Phase 5 — Adapter les outils commerciaux
Période indicative : six à huit semaines avant le voyage
Il faut préparer :
une présentation en anglais ;
des fiches produits ;
une proposition de valeur locale ;
des références ;
une grille tarifaire ;
des questions de qualification ;
les documents techniques ;
les réponses aux objections probables.
Les supports ne doivent pas simplement être traduits. Ils doivent être adaptés aux priorités du marché.
Phase 6 — Organiser la mission
Période indicative : quatre à huit semaines avant le voyage
Le programme peut combiner :
un salon ;
des rendez-vous individuels ;
des visites d’entreprises ;
des visites d’usines ;
une rencontre institutionnelle ;
un événement de réseautage ;
un débriefing quotidien.
Il faut prévoir des temps de déplacement réalistes et éviter de surcharger le programme.
Phase 7 — Préparer le suivi avant le départ
Période indicative : avant la première réunion
Pour chaque prospect, l’entreprise doit prévoir :
une prochaine étape souhaitée ;
les documents à envoyer ;
le responsable du suivi ;
le calendrier ;
les critères de qualification ;
le mode de classement dans le CRM.
Après la mission, les contacts doivent être séparés entre :
priorités immédiates ;
opportunités à développer ;
contacts de long terme ;
entreprises non pertinentes.
Le premier suivi devrait être envoyé rapidement après chaque réunion, idéalement avec une action concrète.

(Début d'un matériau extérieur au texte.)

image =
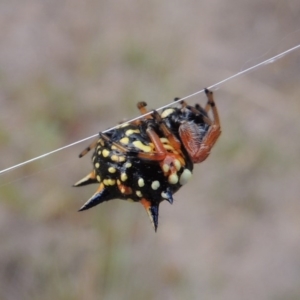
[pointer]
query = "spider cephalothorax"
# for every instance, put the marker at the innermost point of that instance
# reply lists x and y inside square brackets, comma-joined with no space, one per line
[150,159]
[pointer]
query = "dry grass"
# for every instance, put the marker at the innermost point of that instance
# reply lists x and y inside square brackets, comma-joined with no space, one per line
[69,69]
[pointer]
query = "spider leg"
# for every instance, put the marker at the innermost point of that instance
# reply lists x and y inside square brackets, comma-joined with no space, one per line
[199,150]
[198,110]
[87,149]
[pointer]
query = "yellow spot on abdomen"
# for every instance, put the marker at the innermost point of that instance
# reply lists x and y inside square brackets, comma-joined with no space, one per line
[139,194]
[131,131]
[105,153]
[141,182]
[155,185]
[124,177]
[173,179]
[185,176]
[111,170]
[141,146]
[124,140]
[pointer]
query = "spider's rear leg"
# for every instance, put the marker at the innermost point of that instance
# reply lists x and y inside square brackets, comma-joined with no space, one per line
[89,148]
[199,146]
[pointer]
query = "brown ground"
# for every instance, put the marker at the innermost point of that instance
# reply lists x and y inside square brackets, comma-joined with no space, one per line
[69,69]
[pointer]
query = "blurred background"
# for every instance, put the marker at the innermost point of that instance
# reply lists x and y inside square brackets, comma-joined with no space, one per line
[69,69]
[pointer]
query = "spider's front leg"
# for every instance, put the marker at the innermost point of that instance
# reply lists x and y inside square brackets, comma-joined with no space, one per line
[197,143]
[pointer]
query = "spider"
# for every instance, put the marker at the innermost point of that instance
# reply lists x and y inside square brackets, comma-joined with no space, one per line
[150,159]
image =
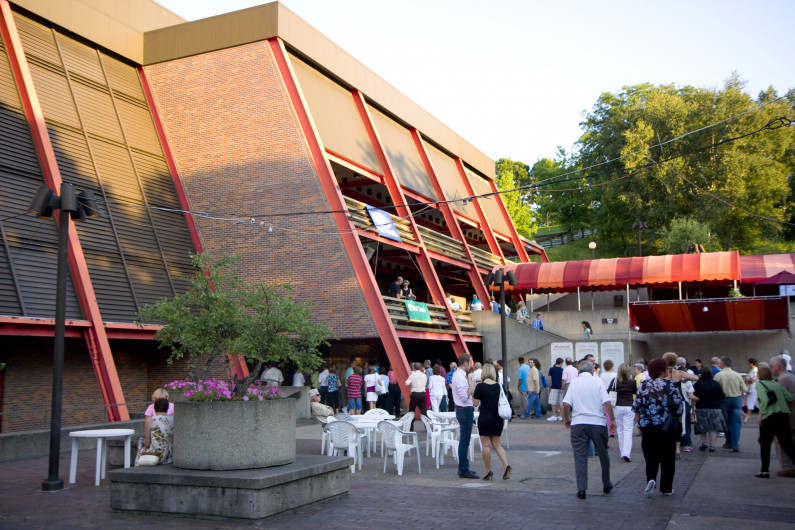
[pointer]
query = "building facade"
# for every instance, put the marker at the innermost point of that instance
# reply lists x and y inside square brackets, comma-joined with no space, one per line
[250,134]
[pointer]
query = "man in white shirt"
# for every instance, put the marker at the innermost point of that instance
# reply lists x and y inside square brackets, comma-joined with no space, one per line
[584,413]
[570,373]
[322,381]
[464,413]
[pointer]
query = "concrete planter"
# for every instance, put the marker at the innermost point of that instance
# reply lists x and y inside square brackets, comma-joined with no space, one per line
[223,435]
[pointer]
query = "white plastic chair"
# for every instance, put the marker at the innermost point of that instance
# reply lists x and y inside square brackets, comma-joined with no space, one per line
[432,431]
[324,439]
[344,436]
[393,441]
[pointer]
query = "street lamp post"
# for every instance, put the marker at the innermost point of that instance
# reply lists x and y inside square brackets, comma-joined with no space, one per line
[78,208]
[499,277]
[639,225]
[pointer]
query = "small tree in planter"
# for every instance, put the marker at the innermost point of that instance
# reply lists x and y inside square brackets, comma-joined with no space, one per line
[221,315]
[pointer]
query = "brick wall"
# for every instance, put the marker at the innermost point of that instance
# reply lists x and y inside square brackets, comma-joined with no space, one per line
[27,380]
[240,152]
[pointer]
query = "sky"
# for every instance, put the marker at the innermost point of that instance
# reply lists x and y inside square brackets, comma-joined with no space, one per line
[515,77]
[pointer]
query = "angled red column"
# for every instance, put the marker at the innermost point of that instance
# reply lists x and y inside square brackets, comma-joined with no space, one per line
[239,366]
[399,199]
[449,216]
[350,239]
[515,239]
[96,338]
[494,246]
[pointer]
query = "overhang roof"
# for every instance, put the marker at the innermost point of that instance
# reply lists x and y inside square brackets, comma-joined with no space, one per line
[617,273]
[722,314]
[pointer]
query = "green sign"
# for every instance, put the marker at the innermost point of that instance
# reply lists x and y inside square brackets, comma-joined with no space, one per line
[418,311]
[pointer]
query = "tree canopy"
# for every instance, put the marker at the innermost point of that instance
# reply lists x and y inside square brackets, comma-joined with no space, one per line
[739,189]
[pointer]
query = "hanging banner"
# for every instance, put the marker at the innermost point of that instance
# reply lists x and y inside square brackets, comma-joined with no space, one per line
[613,351]
[418,311]
[383,223]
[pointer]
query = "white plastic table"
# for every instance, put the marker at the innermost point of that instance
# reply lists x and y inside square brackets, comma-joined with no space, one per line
[102,449]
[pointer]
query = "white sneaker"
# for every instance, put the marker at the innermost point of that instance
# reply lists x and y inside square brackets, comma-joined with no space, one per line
[650,488]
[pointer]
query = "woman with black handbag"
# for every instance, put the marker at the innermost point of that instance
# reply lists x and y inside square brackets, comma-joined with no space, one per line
[773,418]
[658,410]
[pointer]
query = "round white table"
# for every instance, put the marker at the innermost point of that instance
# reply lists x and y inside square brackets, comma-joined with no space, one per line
[102,449]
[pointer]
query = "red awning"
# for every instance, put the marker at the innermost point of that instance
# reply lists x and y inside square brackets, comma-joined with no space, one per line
[756,268]
[617,273]
[724,314]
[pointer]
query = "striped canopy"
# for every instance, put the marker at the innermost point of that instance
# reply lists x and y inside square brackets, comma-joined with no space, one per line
[617,273]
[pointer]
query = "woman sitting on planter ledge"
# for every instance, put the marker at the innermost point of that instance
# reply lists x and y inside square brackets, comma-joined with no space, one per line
[158,435]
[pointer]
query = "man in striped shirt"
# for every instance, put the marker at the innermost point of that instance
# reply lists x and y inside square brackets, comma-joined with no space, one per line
[354,384]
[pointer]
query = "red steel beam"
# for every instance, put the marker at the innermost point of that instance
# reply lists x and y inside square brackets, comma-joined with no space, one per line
[96,338]
[485,227]
[515,239]
[449,216]
[239,368]
[399,199]
[350,237]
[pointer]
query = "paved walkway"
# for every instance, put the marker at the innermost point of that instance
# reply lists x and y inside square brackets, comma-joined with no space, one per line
[712,491]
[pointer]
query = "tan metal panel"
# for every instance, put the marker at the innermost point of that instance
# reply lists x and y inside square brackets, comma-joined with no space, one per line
[337,120]
[447,173]
[9,96]
[403,154]
[97,112]
[80,59]
[489,205]
[123,78]
[37,40]
[138,127]
[53,91]
[116,25]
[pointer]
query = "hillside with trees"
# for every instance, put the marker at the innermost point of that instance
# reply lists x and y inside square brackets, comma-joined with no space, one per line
[714,167]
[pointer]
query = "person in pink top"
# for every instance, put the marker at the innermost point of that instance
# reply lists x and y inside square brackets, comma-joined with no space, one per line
[150,410]
[570,373]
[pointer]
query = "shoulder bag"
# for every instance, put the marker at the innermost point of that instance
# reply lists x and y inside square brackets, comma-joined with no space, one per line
[503,407]
[771,394]
[611,391]
[672,427]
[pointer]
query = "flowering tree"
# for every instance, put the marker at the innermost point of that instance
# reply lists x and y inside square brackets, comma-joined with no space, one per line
[221,316]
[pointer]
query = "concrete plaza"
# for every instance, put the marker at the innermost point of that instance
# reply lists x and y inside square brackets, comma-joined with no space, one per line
[713,490]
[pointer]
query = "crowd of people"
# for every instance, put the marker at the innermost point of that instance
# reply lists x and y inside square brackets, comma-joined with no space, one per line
[666,401]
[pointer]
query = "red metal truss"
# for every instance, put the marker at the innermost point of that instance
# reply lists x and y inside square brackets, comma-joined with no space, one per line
[515,239]
[350,238]
[449,216]
[239,366]
[104,365]
[494,245]
[399,199]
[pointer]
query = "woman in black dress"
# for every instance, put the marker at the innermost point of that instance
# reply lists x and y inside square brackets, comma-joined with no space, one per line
[487,395]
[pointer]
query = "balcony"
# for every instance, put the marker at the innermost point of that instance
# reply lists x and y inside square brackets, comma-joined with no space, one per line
[439,322]
[434,241]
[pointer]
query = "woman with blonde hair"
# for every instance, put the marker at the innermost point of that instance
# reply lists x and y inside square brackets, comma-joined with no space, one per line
[487,395]
[625,388]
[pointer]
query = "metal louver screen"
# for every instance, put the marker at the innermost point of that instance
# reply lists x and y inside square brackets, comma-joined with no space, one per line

De l’OPEN de l’international à une première mission en Asie
L’OPEN de l’international ne doit pas seulement être considéré comme une journée de conférences ou de réseautage.
Pour une entreprise bretonne, l’événement peut servir à :
comparer plusieurs pays ;
rencontrer des experts ;
challenger son projet ;
comprendre les dispositifs disponibles ;
identifier un prestataire ;
choisir une mission ;
construire une première feuille de route.
L’objectif ne devrait pas être de repartir avec une accumulation de brochures, mais avec cinq décisions :
le pays à étudier en priorité ;
le segment de clients ou partenaires ciblé ;
le canal d’entrée envisagé ;
le budget et les ressources disponibles ;
la prochaine action à réaliser dans les trente jours.
Conclusion : ne pas partir en Asie sans priorités précises
L’Asie-Pacifique offre de nombreuses possibilités aux entreprises bretonnes, notamment dans l’agroalimentaire, les technologies maritimes, les équipements industriels, l’environnement, l’électronique, la santé et les biens de consommation.
Mais l’étendue de la région constitue aussi son principal piège.
Une PME ne peut pas prospecter efficacement le Japon, la Corée, le Vietnam, la Thaïlande, la Malaisie, l’Indonésie et l’Australie en même temps. Elle doit sélectionner les marchés sur lesquels son offre, ses ressources et son mode d’entrée sont les plus cohérents.
La bonne démarche consiste à avancer progressivement :
diagnostiquer sa capacité à s’internationaliser ;
comparer les pays ;
choisir une priorité ;
comprendre les pratiques locales ;
identifier les bons canaux ;
préparer les rendez-vous ;
s’entourer lorsque cela apporte une réelle valeur ;
maintenir le suivi après la mission.
Une mission commerciale réussie ne se mesure pas au nombre de pays visités ni au nombre de cartes de visite collectées.
Elle se mesure à la qualité des partenaires identifiés, à la précision des prochaines étapes et à la capacité de l’entreprise à transformer une première exploration en développement commercial durable.